Augmenting spectroscopic imaging for analyses of samples with complex surface topographies.

Spectroscopic imaging has become a widely used tool for analyses of heterogeneous samples. Focal plane array detectors are incorporated into spectrometers that acquire a large number of spectra from different sample locations in parallel. This sensing technique facilitates analyses of spatial distributions of chemical information in an X-Y plane at high time resolution. In many cases, chemical reactions proceed in three spatial dimensions (X-Y-Z) and require the acquisition of spectroscopic information in an X-Y plane plus topographic (Z-dimension) information.
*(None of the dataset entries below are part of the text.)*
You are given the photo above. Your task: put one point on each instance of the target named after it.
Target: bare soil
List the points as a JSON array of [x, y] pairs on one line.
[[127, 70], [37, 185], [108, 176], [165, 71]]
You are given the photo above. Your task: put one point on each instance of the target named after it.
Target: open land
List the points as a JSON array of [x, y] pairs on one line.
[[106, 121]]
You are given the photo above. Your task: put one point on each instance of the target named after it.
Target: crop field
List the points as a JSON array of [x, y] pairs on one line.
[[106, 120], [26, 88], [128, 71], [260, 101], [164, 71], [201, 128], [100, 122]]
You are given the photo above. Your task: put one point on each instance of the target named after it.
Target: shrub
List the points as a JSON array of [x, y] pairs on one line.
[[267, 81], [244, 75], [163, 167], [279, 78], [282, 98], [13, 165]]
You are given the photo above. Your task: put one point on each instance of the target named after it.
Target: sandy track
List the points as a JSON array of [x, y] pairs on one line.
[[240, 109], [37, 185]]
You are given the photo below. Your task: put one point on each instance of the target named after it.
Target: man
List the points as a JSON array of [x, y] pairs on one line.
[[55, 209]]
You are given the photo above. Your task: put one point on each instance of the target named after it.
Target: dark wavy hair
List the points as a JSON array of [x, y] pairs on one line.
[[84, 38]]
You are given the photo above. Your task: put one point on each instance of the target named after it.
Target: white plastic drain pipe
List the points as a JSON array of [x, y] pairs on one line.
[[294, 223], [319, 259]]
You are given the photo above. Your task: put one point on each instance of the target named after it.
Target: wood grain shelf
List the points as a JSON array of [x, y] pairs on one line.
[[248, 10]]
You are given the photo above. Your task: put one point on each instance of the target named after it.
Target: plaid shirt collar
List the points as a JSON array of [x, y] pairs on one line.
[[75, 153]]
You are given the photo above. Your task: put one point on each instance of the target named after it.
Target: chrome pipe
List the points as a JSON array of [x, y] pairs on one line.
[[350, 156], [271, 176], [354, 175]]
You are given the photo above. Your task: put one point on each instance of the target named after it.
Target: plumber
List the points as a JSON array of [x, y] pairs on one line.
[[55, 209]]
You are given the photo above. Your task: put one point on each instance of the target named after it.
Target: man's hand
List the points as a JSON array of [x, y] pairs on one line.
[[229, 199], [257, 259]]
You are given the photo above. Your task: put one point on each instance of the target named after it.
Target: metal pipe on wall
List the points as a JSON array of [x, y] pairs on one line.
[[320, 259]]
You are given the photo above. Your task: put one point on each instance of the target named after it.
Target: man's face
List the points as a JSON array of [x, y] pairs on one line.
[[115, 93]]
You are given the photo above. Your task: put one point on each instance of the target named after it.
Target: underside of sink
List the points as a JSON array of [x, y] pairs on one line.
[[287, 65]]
However, capturing two-dimensional (2D, i.e., X-Y) images from three-dimensional (3D, i.e., X-Y-Z) samples inherently loses Z-dimension information. This technical note describes an augmented spectroscopic imager that gains both types of data, i.e., spatially resolved spectroscopic information and topography. For the latter purpose, a regular light pattern is generated and projected onto a sample. Due to its 3D topography, this light pattern is distorted. After extracting these distortions, the topography can be determined since the height structure is encoded in the light pattern. Because topographic probing must not affect infrared measurements, different wavelength ranges are used. Here spectroscopic information is acquired in the mid-IR while the light pattern probing the topography is generated in the visible. For relating distortions to physical height structures, the setup needs to be calibrated. For this purpose, calibration objects of known dimensions have been manufactured onto which the light pattern is projected. Determining distortions introduced by objects of known height derives a transform from distortions to topographies. Due to mechanical restrictions, the light pattern can only achieve a certain spatial resolution. In order to enhance the spatial resolution the topography is probed with, scanning the light pattern in X- and Y-direction is proposed.